Computer Laboratory

Course pages 2016–17


Principal lecturer: Dr Timothy Griffin
Taken by: Part IB
Past exam questions

No. of lectures: 12
Suggested hours of supervisions: 3
Prerequisite courses: None

Note on this transitional year

For many years Databases has been a 1B course held in the Lent Term. However, in this academic year it has been transformed into a Michaelmas Term course for 1A students with the 75-percent option or (in the future) for 1B students with the 50-percent option. In this transitional year the course is presented in both terms. The Michaelmas Term database course is comprised of eight lectures and four practicals (for three “ticks”). Practicals and ticks do not fit well into the current 1B pipeline, so Dr Griffin will increase the Lent Term lectures to twelve by covering the material of the practical sessions in the lectures.


This course introduces basic concepts for database systems as seen from the perspective of application designers. That is, the focus is on the abstractions supported by database management systems and not on how those abstractions are implemented.

The database world is currently undergoing swift and dramatic transformations largely driven by Internet-oriented applications and services. Today many more options are available to database application developers than in the past and so it is becoming increasingly difficult to sort fact from fiction. The course attempts to cut through the fog with a practical approach that emphasises engineering tradeoffs that underpin these recent developments and also guide our selection of “the right tool for the job.”

This course covers three approaches. First, the traditional mainstay of the database industry -- the relational approach -- is described with emphasis on eliminating logical redundancy in data. Then two representatives of recent trends are presented -- graph-oriented and document-oriented databases. The lectures are tightly integrated with the associated practical sessions where students gain hands-on experience with all three of these approaches.


  • Introduction. What is a database system? What is a data model? A central tradeoff in the choice of data representation: optimise for ease of updating or for fast query response. On-Line Transaction Processing (OLTP) versus On-line Analytical Processing (OLAP). Application independent versus application specific data representations. [1 lecture]

  • Conceptual modeling The Entity-Relationship (ER) approach as an implementation-independent technique for modeling data. [1 lecture]
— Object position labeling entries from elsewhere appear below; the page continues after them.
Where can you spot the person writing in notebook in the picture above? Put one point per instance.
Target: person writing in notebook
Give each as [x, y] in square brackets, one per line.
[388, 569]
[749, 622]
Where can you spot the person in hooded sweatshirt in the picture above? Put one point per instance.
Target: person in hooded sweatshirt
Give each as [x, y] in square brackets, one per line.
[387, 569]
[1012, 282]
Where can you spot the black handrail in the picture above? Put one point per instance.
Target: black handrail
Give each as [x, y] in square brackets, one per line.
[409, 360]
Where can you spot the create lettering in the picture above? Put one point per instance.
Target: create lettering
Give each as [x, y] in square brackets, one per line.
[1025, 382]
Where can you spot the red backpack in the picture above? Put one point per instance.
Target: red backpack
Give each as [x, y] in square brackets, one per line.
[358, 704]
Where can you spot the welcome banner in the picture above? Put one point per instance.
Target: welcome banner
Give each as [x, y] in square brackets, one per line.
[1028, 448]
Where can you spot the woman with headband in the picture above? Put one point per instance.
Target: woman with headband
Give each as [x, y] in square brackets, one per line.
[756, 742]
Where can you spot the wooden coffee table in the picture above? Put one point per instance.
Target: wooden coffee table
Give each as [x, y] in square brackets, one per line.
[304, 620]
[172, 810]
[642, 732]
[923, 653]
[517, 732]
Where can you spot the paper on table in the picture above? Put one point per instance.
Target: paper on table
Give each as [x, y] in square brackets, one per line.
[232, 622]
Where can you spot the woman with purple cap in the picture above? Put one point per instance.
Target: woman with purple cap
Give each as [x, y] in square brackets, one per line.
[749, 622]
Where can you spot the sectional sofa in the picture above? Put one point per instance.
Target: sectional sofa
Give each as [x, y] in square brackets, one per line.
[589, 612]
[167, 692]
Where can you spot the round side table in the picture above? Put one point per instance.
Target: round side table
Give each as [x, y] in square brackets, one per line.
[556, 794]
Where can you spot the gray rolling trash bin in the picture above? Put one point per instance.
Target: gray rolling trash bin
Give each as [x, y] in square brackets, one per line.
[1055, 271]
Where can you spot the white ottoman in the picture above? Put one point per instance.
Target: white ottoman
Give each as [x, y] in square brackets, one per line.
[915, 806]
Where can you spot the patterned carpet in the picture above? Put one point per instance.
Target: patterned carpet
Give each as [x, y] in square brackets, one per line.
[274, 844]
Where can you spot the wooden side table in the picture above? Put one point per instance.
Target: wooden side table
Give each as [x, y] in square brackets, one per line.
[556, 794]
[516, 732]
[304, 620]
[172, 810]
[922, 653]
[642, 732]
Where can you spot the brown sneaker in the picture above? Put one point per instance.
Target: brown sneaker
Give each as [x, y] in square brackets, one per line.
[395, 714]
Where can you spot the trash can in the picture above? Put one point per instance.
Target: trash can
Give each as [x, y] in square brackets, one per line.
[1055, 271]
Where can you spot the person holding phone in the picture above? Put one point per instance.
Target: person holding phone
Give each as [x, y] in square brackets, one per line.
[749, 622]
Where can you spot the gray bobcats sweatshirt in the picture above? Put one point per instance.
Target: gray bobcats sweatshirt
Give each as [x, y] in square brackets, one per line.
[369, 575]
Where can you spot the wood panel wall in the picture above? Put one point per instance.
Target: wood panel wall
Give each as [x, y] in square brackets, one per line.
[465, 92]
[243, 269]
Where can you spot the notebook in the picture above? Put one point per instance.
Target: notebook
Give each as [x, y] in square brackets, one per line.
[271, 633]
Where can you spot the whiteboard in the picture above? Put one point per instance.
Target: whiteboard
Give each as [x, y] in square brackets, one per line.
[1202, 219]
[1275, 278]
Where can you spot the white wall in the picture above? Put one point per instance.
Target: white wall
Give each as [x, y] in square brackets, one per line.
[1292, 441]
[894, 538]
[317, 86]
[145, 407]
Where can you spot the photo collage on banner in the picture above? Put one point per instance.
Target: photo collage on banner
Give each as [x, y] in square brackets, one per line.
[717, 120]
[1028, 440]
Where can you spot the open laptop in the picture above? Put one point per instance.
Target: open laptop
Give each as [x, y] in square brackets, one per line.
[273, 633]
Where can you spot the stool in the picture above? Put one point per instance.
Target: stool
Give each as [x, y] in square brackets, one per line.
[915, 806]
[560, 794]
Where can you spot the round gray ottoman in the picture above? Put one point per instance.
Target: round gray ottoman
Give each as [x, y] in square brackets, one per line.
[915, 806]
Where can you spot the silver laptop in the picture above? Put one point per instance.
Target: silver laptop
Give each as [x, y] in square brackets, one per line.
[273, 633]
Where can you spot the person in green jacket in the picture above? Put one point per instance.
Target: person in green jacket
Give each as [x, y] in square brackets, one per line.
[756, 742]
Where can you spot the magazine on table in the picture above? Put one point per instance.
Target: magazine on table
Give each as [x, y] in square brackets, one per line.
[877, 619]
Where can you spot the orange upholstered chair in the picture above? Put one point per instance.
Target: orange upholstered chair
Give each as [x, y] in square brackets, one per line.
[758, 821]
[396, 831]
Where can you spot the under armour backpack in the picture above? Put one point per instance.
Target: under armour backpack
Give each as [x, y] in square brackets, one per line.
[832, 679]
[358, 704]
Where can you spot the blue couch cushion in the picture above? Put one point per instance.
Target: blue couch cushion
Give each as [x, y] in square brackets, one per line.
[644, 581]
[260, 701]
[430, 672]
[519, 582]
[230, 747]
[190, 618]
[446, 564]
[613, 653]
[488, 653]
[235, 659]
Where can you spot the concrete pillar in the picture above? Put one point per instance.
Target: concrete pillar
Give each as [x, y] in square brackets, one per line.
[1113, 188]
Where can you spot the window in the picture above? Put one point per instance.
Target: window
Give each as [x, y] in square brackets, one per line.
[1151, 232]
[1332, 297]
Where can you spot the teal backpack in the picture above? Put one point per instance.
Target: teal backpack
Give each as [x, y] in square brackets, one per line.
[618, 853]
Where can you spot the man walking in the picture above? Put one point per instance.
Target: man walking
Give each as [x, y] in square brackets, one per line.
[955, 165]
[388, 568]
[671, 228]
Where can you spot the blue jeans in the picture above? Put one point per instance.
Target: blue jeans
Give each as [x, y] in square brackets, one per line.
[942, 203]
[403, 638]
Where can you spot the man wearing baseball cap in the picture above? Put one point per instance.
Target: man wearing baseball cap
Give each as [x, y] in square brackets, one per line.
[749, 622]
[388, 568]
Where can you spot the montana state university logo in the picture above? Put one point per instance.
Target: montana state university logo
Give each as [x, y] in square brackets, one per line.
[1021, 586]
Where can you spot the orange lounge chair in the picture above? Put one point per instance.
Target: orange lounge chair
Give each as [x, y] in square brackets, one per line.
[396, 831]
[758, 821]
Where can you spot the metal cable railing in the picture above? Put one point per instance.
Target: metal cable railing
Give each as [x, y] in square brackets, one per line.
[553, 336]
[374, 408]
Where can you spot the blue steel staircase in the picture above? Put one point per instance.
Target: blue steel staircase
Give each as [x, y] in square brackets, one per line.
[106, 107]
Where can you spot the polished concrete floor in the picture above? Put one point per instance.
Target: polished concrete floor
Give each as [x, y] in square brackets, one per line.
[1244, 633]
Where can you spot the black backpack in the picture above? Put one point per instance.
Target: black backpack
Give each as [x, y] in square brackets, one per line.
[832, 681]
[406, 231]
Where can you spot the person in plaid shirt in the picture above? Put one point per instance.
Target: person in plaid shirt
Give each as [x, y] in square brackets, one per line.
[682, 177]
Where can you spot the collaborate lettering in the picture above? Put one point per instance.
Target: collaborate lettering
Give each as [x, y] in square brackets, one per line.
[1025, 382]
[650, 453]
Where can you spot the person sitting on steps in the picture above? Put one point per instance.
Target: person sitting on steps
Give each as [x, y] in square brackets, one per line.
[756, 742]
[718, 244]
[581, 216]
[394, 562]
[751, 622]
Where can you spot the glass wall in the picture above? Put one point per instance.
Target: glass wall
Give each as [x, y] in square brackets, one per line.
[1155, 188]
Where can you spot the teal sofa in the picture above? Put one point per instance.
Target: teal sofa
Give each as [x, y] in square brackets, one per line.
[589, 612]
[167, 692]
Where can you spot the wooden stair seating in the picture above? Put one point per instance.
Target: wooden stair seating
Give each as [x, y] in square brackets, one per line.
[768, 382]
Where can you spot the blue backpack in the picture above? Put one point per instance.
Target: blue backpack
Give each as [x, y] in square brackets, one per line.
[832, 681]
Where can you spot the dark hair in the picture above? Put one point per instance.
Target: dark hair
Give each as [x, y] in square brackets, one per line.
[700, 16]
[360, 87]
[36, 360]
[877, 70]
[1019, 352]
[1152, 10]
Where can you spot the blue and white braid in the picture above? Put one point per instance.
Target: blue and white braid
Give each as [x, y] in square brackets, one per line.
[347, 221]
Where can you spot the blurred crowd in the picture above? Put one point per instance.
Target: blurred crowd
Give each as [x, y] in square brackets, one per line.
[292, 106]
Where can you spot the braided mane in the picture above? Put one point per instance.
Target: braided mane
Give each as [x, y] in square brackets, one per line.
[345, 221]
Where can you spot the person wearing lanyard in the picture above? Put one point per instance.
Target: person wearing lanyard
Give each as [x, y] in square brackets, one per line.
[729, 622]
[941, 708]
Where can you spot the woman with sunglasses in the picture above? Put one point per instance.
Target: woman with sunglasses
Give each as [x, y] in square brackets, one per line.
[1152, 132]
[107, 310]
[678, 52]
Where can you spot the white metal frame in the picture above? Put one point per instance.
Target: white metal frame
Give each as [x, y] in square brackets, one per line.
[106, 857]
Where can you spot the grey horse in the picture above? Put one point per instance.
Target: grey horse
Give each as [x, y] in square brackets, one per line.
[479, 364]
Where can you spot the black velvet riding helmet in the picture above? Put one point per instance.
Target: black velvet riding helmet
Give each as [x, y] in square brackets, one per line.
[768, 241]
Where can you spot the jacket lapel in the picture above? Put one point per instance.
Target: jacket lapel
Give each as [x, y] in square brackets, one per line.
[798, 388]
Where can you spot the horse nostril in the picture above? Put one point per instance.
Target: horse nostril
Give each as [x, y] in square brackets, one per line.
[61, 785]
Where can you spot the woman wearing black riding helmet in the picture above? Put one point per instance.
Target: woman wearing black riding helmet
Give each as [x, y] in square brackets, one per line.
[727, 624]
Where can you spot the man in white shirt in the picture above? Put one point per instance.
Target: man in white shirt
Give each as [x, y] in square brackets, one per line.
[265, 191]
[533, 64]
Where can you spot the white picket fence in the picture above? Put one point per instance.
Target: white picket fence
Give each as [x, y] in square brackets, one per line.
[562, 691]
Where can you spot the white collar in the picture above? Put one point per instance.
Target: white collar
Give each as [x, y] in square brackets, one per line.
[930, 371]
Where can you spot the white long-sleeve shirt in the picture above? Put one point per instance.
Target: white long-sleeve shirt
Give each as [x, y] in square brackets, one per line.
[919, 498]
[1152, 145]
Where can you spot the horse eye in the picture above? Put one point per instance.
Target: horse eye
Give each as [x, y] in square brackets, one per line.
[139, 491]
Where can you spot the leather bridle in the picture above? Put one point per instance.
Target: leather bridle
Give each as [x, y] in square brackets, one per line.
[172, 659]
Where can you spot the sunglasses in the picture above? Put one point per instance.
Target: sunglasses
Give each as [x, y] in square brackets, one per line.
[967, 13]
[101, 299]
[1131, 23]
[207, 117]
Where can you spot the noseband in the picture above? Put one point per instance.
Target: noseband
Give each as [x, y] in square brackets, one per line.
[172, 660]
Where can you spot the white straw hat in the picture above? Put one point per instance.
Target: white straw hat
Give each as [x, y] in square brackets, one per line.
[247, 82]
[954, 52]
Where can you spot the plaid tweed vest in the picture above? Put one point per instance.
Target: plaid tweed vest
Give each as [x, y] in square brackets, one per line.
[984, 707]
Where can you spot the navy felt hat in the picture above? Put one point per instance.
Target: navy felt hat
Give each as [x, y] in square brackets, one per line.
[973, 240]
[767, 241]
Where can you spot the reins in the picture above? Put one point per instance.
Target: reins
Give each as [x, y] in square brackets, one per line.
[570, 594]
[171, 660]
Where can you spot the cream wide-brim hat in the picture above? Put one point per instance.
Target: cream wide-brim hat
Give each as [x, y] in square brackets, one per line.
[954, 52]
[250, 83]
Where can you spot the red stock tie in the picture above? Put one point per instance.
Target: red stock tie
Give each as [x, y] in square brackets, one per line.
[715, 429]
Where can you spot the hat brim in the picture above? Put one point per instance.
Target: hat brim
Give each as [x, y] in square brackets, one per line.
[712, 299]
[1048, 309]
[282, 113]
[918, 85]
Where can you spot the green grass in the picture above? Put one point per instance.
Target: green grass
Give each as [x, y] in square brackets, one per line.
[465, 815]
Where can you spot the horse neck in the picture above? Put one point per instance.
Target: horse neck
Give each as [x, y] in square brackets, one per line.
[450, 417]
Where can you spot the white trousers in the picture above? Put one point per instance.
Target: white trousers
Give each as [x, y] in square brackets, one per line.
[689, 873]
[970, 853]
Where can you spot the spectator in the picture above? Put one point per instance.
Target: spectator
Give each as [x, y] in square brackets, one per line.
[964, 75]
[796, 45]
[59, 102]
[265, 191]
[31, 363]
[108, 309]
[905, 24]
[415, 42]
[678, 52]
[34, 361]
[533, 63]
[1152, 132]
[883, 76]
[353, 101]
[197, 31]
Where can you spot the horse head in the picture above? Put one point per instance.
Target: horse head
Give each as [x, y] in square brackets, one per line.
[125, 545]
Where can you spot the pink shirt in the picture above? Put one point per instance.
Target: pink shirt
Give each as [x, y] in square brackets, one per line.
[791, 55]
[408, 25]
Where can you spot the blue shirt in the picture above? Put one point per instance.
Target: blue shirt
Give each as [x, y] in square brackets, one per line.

  • The relational model Implementing ER models with relational tables. Relational algebra and SQL. Update anomalies caused by logical redundancy. Minimise logical redundancy with normalised data representation. Functional dependencies (FDs) as a formal means of investigating redundancy. What is transitive closure? Why SQL struggles with transitive closure. [4 lectures]

  • The graph-oriented model The NoSQL movement. Implementing ER models in a graph-oriented database. Graph databases: optimised for computing transitive closure. Path-oriented queries. [3 lectures]

  • The document-oriented model Semi-structured data (XML, JSON). Document-oriented databases. Embracing data redundancy: representing data for fast, application-specific, access. The CAP principle for distributed database relating Consistency, Availability, and Partition Tolerance. Integration of relational and document-oriented approaches. [3 lectures]


At the end of the course students should

  • be able to design entity-relationship diagrams to represent simple database application scenarios

  • know how to convert entity-relationship diagrams to relational- and graph-oriented implementations

  • understand the fundamental tradeoff between the ease of updating data and the response time of complex queries

  • understand that no single data architecture can be used to meet all data management requirements

  • be familiar with recent trends in the database area.

Recommended reading

Ullman, J. & Widom, J. (1997) A first course in database systems. Prentice Hall.